NHTSA approval would require an exemption from current federal safety standards, which were formulated with more conventional vehicles in mind.
Vogt’s comments come at a pivotal time for Cruise.
While the company has been expanding its data collection and testing in its existing Chevrolet Bolt self-driving taxis at some pace, criticism has been getting ever more vocal, particularly about its operation in San Francisco.
Vogt recently said on X, the site formerly known as Twitter, that Cruise was now in 15 cities, across 10 states. Recent additions include Nashville, Tennessee, Miami, Florida and Charlotte, North Carolina.

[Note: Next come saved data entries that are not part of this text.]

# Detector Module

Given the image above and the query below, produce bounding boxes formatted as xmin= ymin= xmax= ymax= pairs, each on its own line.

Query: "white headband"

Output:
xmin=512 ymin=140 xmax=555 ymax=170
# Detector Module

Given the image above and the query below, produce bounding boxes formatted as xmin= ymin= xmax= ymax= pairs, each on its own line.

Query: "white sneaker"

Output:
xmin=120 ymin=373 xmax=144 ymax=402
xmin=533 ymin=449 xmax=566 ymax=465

But this rollout comes amid a backdrop of acrimony in the Golden City, where Cruise has been granted permission to operate commercial services around the clock by the California Public Utilities Commission, despite complaints from residents and local organizations about the self-driving taxis causing regular disruptions to traffic flow and their potential to obstruct first-responder vehicles.
CPUC’s decision was subsequently appealed by San Francisco city attorney David Chiu, before Cruise agreed to cut its fleet in half after a request by the California Department of Motor Vehicles, following a couple of crashes in the city.

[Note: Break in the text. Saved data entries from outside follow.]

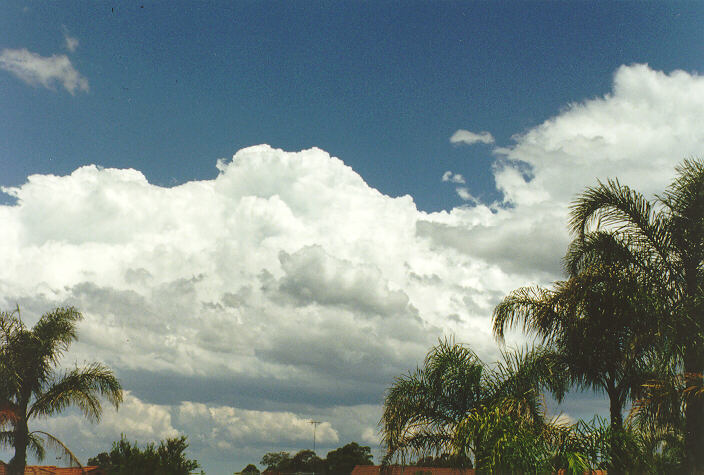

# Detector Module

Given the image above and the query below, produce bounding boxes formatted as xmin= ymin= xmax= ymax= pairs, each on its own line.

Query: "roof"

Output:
xmin=351 ymin=466 xmax=607 ymax=475
xmin=0 ymin=467 xmax=105 ymax=475
xmin=351 ymin=467 xmax=474 ymax=475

Vogt also used the Goldman Sachs event to address what was happening in the city. “Having the largest fleet, driving more miles than anyone else, this is sort of simple logic that if there are rare events that can happen on the road, we’re probably going to see them first,” he said. He pledged to work with regulators to aid their investigations.
But Vogt also railed at the coverage his company had received, claiming: “There’s a massive double standard here between the attention and sensationalism around AVs versus the tragic status quo on our roads that we’ve normalized. If we don’t keep the focus on road safety, I worry that we’re going to set society back a decade.”

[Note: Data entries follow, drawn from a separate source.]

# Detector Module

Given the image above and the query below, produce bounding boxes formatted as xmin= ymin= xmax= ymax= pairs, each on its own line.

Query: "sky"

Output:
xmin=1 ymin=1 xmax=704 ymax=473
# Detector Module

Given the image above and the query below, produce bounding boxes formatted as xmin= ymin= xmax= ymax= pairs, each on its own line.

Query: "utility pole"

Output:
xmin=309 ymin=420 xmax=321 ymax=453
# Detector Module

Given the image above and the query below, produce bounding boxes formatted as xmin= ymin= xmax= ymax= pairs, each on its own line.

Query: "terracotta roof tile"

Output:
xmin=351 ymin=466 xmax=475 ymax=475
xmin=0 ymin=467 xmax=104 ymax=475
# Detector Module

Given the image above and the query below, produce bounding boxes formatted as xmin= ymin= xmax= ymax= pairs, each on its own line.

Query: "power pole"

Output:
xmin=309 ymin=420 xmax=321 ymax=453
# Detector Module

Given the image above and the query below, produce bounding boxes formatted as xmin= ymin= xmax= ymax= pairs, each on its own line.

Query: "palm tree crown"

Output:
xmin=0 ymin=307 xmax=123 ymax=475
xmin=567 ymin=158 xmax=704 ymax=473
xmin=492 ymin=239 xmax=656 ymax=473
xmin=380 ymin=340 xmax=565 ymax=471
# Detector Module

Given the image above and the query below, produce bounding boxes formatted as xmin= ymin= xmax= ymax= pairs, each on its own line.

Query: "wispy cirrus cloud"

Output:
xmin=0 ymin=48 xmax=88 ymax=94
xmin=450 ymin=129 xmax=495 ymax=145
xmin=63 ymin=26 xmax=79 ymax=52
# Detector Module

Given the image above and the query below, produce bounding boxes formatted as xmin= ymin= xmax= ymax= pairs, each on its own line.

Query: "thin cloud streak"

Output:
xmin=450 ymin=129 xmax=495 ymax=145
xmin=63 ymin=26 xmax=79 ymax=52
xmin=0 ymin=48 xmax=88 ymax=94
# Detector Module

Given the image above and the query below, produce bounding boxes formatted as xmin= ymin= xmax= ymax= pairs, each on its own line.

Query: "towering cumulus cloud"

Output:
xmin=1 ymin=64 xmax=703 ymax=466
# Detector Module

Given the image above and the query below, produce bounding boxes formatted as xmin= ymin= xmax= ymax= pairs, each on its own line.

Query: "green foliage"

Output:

According to Vogt, mass rollout of the Origin will help improve safety, but he also highlighted other benefits the vehicle offers over the Bolt, in particular the cost to build, as the sensors, software and computer systems have all been simplified.
And he added: “Working closely with GM, we’ve done a lot of work to… increase the lifespan of this vehicle. An average car will last 150,000, 200,000 miles, something in that range. The Origin is designed to last a million. Put that long lifetime, lower upfront cost together; that’s a dramatic reduction in the cost per mile to operate these vehicles, which is a key unlock for profitability.”
GM has consistently made heavy losses on Cruise until now.